Data Science is pre-dominantly used while making complex business decisions by predicting things based on pervious outcomes. Well actually Data Science drives decision-making across many industries. Here are a few examples:

  • Healthcare: Predict diseases early to save lives.

  • Retail: Optimize inventory so businesses never run out of popular products.

  • Transportation: Apps like Uber match riders and drivers efficiently, even during busy times.


Data Science Process

At its core, Data Science follows a structured process.

  • Define the Problem: What are you trying to solve? Example: Predict which customers will buy a product.

  • Collect Data: Gather relevant data from various sources like databases, APIs, or logs.

  • Preprocess Data: Clean and prepare data by handling missing values and removing duplicates.

  • Analyze Data: Use techniques like clustering or regression to identify trends.

  • Build Models: Train algorithms to predict or classify outcomes.

  • Deploy and Monitor: Put the model into production and track its performance over time.


Lets move on to Big Data.

Big Data

In simple words “Handling large amounts of data“.

Big Data refers to datasets that are too large and complex for traditional tools to handle. It’s everywhere:

  • Millions of tweets on X posted daily.

  • Thousands of transactions processed every second by e-commerce sites.

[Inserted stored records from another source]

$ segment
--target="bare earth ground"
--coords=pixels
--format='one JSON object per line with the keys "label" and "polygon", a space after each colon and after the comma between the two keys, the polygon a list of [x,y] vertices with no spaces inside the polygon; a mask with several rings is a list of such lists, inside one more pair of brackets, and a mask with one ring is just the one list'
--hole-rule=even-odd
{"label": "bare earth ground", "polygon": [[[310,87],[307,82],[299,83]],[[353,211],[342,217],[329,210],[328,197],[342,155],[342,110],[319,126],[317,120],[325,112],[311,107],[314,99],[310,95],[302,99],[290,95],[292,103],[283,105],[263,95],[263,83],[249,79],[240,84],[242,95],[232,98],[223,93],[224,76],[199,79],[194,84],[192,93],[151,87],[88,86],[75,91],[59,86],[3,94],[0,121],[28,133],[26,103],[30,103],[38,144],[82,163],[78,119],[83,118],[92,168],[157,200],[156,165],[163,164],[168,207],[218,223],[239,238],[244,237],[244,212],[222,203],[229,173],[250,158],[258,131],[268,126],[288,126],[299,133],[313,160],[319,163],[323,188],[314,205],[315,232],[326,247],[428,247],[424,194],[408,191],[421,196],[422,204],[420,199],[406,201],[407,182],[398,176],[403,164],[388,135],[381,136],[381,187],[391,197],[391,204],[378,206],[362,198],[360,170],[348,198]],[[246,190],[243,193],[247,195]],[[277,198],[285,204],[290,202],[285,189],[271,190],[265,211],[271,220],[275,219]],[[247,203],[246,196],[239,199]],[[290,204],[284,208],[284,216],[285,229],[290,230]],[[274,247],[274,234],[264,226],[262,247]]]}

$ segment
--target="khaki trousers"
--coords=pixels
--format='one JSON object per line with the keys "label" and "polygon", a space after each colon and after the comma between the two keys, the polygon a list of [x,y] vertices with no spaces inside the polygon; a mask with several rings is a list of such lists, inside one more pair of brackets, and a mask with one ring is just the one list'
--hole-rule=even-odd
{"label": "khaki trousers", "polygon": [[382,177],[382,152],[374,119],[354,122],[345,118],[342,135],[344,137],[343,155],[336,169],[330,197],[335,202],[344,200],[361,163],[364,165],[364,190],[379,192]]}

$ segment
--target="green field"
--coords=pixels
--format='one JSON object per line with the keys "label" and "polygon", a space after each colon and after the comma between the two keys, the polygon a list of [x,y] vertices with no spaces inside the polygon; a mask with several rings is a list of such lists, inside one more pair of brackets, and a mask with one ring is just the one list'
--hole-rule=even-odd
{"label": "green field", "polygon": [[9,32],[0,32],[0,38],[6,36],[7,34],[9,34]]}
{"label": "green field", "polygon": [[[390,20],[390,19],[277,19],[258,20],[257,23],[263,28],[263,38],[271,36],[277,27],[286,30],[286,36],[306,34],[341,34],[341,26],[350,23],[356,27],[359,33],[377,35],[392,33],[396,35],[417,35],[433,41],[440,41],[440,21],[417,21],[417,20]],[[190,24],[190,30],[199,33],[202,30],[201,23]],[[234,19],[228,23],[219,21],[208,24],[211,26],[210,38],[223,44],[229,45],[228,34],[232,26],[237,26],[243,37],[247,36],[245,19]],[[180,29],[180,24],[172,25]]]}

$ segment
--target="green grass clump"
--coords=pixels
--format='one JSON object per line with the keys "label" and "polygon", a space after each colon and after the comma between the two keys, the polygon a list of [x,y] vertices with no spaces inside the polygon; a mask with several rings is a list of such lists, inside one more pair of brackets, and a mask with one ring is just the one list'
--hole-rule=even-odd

  • Sensor data from IoT devices like smart thermostats.

Big Data is defined by 5 Vs as below:

Big Data Characteristics

  • Volume: Massive amounts of data.

  • Velocity: Data arrives rapidly (think stock market updates).

  • Variety: Data comes in different formats (text, images, videos).

  • Veracity: Data can be uncertain or inconsistent (e.g., rumors on social media).

  • Value: The ultimate goal is to extract meaningful insights.


Setting up Coding Environment

Download Python.

Once downloaded, proceed to install Jupyter Notebook.

pip install notebook

We will also be requiring necessary libraries to kickstart.

We’ll use these libraries often:

  • Pandas for data manipulation.

  • NumPy for numerical operations.

  • Matplotlib and Seaborn for visualizations.

pip install pandas numpy matplotlib seaborn

Run this in a Jupyter Notebook to ensure everything works:

import pandas as pd
import numpy as np
print("Environment is ready!")

A Simple Example: Getting Started with Pandas.

import pandas as pd

data = {
    "Product": ["Book", "Pen", "Notebook"],
    "Price": [10.99, 1.50, 5.49],
    "Quantity": [3, 10, 5]
}
df = pd.DataFrame(data)
print(df)

Calculating Total Revenue

df["Revenue"] = df["Price"] * df["Quantity"]
print(df)

Following is the output

  Product   Price  Quantity  Revenue
0    Book  10.99         3   32.97
1     Pen   1.50        10   15.00
2 Notebook   5.49         5   27.45

Do you realize what you have just done? You’ve just analyzed a small dataset using Python—congratulations!


Key Takeaways from Day 1 Study:

  • Data Science is about extracting insights from data to solve real-world problems.

  • Big Data is defined by the 5 Vs: Volume, Velocity, Variety, Veracity, and Value.

  • Setting up your environment with Python, Pandas, and Jupyter Notebook prepares you for hands-on work.

Well, all the above concepts are enough to kickstart a journey in this exicitng field. We will be covering more exciting concepts for the later stages. So keep yourself straped up, for this epic learning journey. Ciao!!